Where the ancient words come alive
The Loss
The Loss

The Loss

Most people will grieve at least three times in a lifetime, over parents, siblings,  spouse, and…maybe a child. My time of bereavement has not come. Yet, I didn’t expect my heart to bleed so soon. I lost a cousin I have loved and adored like a sister since the day I met her at age six.

My Grave Trekker

My husband lost his mother to a stroke in 1993 when he was in college. He has never expressed his grief. In fact, he would shut down whenever the topic of his mother came up. Any mention of death would lead to an uncomfortable silence. So I adjusted. I have been a Christian much longer than he has. My Christianity tells me it’s not a taboo to chat about coffins and tombstones. But in our home, we would never make light of dying. Sometimes I worry if he will ever let me choose our burial sites while I am still in my right mind. I just don’t like to scramble at the last minute.

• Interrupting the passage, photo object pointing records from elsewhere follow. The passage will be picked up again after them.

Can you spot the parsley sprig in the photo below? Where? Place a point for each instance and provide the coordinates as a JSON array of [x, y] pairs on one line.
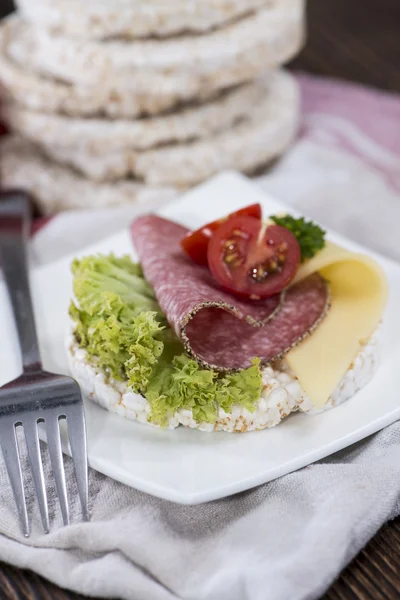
[[310, 236]]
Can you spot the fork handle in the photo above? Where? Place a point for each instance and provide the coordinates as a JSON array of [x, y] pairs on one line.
[[15, 217]]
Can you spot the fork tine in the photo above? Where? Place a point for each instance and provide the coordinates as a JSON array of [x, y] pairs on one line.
[[35, 459], [54, 446], [9, 446], [77, 439]]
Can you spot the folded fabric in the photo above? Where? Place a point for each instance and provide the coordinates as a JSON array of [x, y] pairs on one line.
[[286, 539]]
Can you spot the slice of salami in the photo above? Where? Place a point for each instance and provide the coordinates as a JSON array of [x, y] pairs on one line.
[[218, 329]]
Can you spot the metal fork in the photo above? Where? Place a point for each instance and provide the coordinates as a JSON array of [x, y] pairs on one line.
[[35, 395]]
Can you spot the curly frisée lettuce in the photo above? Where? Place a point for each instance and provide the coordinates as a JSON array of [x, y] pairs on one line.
[[118, 322]]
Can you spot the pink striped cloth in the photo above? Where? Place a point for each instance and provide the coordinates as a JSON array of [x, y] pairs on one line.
[[347, 157], [361, 120], [343, 170]]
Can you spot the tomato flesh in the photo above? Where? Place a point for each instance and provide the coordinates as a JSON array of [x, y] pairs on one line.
[[252, 260], [195, 243]]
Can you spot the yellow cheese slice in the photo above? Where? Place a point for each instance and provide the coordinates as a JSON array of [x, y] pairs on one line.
[[359, 294]]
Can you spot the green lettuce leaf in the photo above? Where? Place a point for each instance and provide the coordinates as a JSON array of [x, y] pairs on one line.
[[120, 325]]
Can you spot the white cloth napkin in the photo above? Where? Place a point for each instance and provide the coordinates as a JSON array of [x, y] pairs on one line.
[[284, 540]]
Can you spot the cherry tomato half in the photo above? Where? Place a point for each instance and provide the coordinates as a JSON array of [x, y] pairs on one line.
[[195, 243], [252, 260]]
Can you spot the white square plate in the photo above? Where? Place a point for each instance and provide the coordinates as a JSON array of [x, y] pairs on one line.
[[188, 466]]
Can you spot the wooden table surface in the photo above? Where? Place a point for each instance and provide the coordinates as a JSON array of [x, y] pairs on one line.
[[358, 40]]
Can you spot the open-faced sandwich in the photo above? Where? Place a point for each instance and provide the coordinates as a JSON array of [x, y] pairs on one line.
[[227, 328]]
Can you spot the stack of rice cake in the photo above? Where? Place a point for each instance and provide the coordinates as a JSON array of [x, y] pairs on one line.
[[119, 101]]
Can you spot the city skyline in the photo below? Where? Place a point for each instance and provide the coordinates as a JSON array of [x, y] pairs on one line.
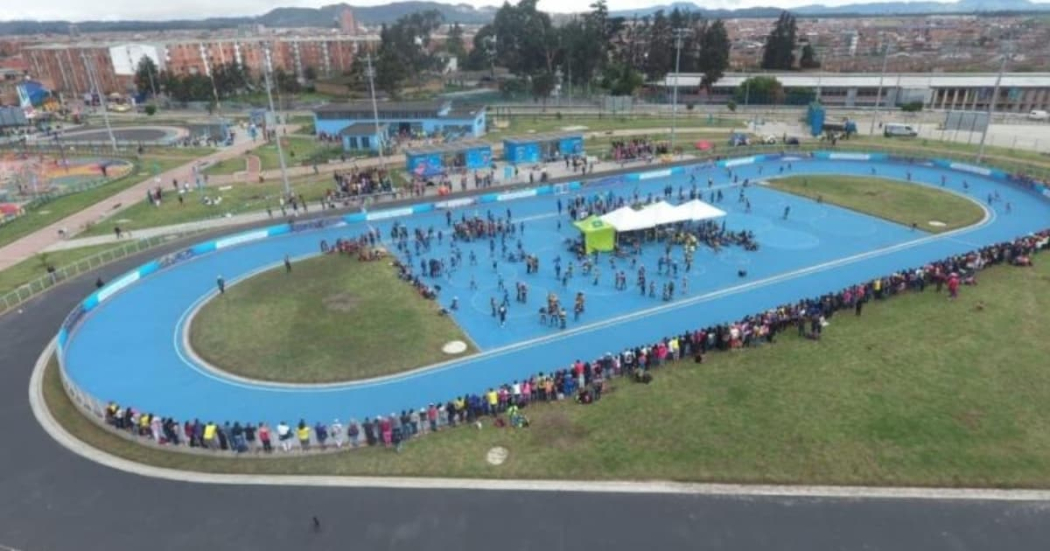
[[133, 9]]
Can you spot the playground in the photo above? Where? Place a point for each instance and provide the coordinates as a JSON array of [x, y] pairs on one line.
[[804, 248], [26, 175]]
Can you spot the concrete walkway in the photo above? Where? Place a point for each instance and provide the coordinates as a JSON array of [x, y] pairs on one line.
[[47, 236]]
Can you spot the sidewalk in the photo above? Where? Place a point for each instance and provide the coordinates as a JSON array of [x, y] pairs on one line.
[[398, 159], [45, 237], [554, 170]]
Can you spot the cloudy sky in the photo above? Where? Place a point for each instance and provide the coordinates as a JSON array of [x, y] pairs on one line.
[[114, 9]]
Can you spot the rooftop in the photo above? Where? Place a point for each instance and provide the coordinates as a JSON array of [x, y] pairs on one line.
[[452, 147], [542, 136], [904, 80]]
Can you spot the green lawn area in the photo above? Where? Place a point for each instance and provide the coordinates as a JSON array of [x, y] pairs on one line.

This man may not like to talk about death, but over the years, he has attended all the funerals he’s ever known about. On some occasions, he’d insist that I make an appearance instead of hiding behind my excuse to tend to the children. I once went to a funeral in Chinatown while I was visibly pregnant, only to be reprimanded later. “It’s bad luck,” an elderly auntie said. I am not sure if she meant it is bad luck for the family in mourning or for myself. Since most funerals are held in the busiest part of Flushing and Chinatown, my husband would often ask me to go along to wait in the car while he dashes off to pay respect. Whenever he can, he’d follow the hearse to attend the burial after the wake or service.

This streak would end at the height of the COVID infection in May. He struggled to figure out whether to attend the funeral of an elderly whose son he has not seen for more than fifteen years. He moped around for days after deciding not to be at the burial in Westchester. When a distant relative passed that same month, he made sure he’d attend the funeral in June. He didn’t ask me to go with him to wait in the car, so he ended up circling the cemetery to find parking only to completely miss the service.

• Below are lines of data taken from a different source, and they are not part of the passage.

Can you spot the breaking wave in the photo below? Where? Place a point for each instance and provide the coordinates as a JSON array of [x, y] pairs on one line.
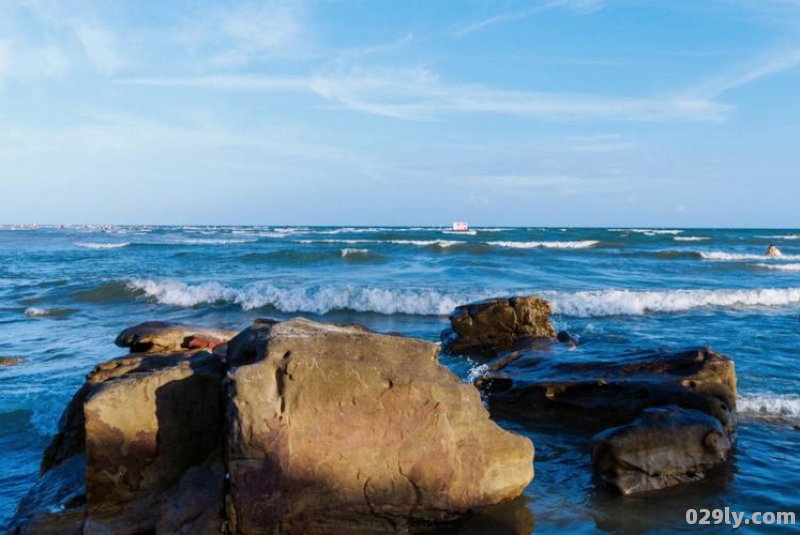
[[420, 243], [317, 300], [767, 404], [744, 257], [780, 267], [97, 245], [435, 302], [546, 244], [629, 302]]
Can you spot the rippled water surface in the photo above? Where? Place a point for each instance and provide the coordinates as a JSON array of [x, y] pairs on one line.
[[66, 292]]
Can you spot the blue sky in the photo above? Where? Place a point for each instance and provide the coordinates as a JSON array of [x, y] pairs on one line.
[[544, 113]]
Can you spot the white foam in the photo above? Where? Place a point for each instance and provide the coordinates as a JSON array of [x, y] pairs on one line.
[[739, 257], [628, 302], [318, 300], [646, 231], [768, 404], [780, 267], [545, 244], [354, 252], [420, 243], [93, 245], [462, 232], [782, 237], [213, 241]]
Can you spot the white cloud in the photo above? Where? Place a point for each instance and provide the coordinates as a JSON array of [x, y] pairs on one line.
[[240, 34], [100, 47], [578, 6], [27, 62], [769, 64], [419, 94]]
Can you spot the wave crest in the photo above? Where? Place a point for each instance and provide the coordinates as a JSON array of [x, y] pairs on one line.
[[101, 245], [317, 300], [598, 303], [545, 244]]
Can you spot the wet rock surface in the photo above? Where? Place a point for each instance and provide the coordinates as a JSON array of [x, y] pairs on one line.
[[673, 413], [495, 325], [316, 428], [665, 446]]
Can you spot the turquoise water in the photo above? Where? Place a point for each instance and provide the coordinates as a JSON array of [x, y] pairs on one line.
[[66, 292]]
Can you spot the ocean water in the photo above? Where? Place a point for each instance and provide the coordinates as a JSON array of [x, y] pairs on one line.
[[65, 293]]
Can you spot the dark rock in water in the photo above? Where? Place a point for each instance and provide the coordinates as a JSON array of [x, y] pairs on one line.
[[338, 429], [495, 325], [564, 337], [248, 346], [664, 447], [599, 394], [57, 503], [316, 428], [164, 336]]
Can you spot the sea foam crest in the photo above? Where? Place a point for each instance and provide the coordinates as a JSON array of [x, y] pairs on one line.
[[739, 257], [768, 404], [629, 302], [420, 243], [780, 267], [347, 251], [316, 299], [691, 238], [545, 244], [101, 245]]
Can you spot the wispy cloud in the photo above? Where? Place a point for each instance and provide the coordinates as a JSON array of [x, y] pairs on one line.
[[238, 34], [577, 6], [31, 62], [768, 64], [419, 94], [100, 47]]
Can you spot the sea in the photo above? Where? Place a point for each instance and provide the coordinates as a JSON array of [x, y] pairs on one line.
[[66, 292]]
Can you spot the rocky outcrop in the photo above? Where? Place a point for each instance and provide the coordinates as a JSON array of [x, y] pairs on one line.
[[536, 381], [665, 446], [494, 325], [599, 394], [316, 428], [165, 337], [338, 426]]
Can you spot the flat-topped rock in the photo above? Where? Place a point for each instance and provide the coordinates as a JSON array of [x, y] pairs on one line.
[[494, 325], [339, 429], [164, 337], [307, 427]]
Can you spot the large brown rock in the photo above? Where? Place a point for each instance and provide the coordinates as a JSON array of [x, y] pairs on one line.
[[165, 337], [598, 394], [495, 325], [665, 446], [338, 429], [144, 429]]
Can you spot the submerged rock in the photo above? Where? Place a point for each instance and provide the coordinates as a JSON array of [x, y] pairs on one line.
[[597, 394], [339, 429], [665, 446], [494, 325], [165, 336], [318, 427]]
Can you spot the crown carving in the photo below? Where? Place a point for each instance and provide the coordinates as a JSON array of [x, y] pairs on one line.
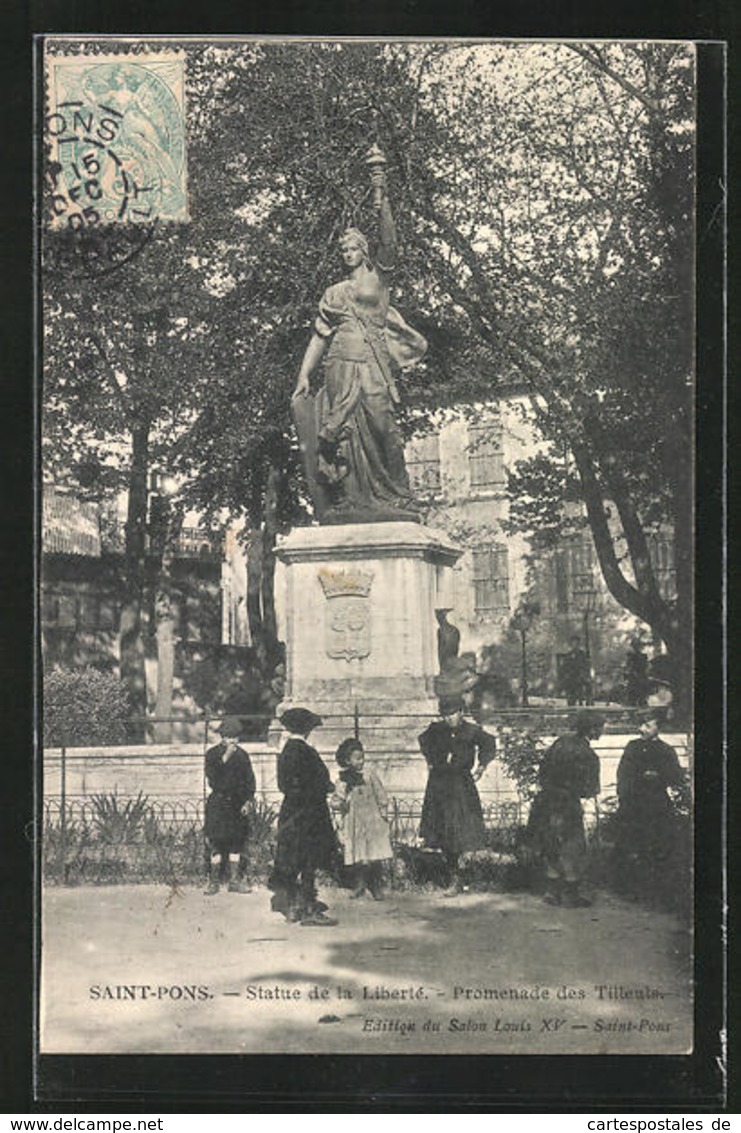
[[339, 584]]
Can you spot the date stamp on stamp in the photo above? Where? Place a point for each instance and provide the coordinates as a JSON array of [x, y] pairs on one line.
[[115, 128]]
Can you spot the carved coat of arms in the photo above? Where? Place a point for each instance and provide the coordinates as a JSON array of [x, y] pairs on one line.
[[348, 612]]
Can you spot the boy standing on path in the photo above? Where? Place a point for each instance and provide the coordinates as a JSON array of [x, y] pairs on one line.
[[457, 752], [230, 776]]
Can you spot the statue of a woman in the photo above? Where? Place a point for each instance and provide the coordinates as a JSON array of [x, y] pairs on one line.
[[350, 440]]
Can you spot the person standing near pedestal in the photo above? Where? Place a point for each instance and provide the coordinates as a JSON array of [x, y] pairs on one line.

He was one despondent, grave trekker.

It would take twenty years of marriage to finally understand this man. He never properly mourned for his mom, but he mourns by showing up for the mourners. He was young and lost, now as an older man, he’s got a whole reservoir of empathy. Deep down in his heart, there was a gaping hole of void when the world did not show up as he faced a personal crisis, alone, confused, and scared, back in 1993.

The News

It was Labor Day. It was at 6:34 a.m., to be exact. A text message appeared to have waited for me on my phone screen. I had been preparing for this moment. I had dreams about it a few days ago.  But a part of me was still holding onto the miracle that she’d recover, day by day, and that she’d walk out of her room. After all, I had been in denial for four years, what is another week, or another month?

She passed at 11:15 p.m. the night before. I immediately tried to recall what I was doing at 11:15 p.m.  I was expecting some sort of synchronistic revelation, that somehow, I’d know the exact moment she drew her last breath.  No…at 11:15 p.m. I was watching the NBA playoff. The LA Lakers beat the Houston Rockets in an unexcited, Game 2 non-thriller.

Then I thought about my uncle. I worry about him at times.

And then I wonder why I did not burst out in tears.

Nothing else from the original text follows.